Here is a numerical example. I started with $n=25$ and generated $25$ odd numbers. Here is a plot of $(k, \log n_k)$, versus the linear growth predicted by my heuristic. Notice that we are up to 4 digit numbers and show no signs of dropping down.

Answer 2

In Part I of Lagarias' extensive, annotated bibliography of the $3x+1$ problem, he notes a $1999$ paper by Metzger (reference $112$) regarding the $5x+1$ problem:

For the $5x + 1$ problem he shows that on the positive integers there is no cycle of size $1$, a unique cycle of size $2$, having smallest element $n = 1$, and exactly two cycles of size $3$, having smallest elements $n = 13$ and $n = 17$, respectively.

It is unclear from the notes whether the paper shows that these are the only cycles of the $5x+1$ problem or whether there may exist longer cycles.

Answer 3

Using a Python program, I calculated the orbit starting at 7. It seems to diverge to infinity with exponential speed. I calculated till the numbers exceeded $10^{1000}$. So probably, not every number will end up at 1. And not all numbers will end up in a cycle.

Initially, my program returned to 7 after a large number of steps. However, it turned out that the program made small errors when the numbers became very large. Using the decimal module resolved this problem.

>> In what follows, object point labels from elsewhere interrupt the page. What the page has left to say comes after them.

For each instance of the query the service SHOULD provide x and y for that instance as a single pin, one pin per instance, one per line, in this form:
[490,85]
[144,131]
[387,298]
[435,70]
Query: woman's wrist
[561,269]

Here is the code that I used:

from decimal import *
getcontext().prec=1001
def collatz5(n):
    if n%2 == 0:
        return Decimal(n)/Decimal(2)
    else:
        return Decimal(5)*Decimal(n)+Decimal(1)
n=7
for i in range(100000):
    if n>10**1000:
        print("bound exceeded")
        print("number of steps: ",i)
        break
    n=collatz5(n)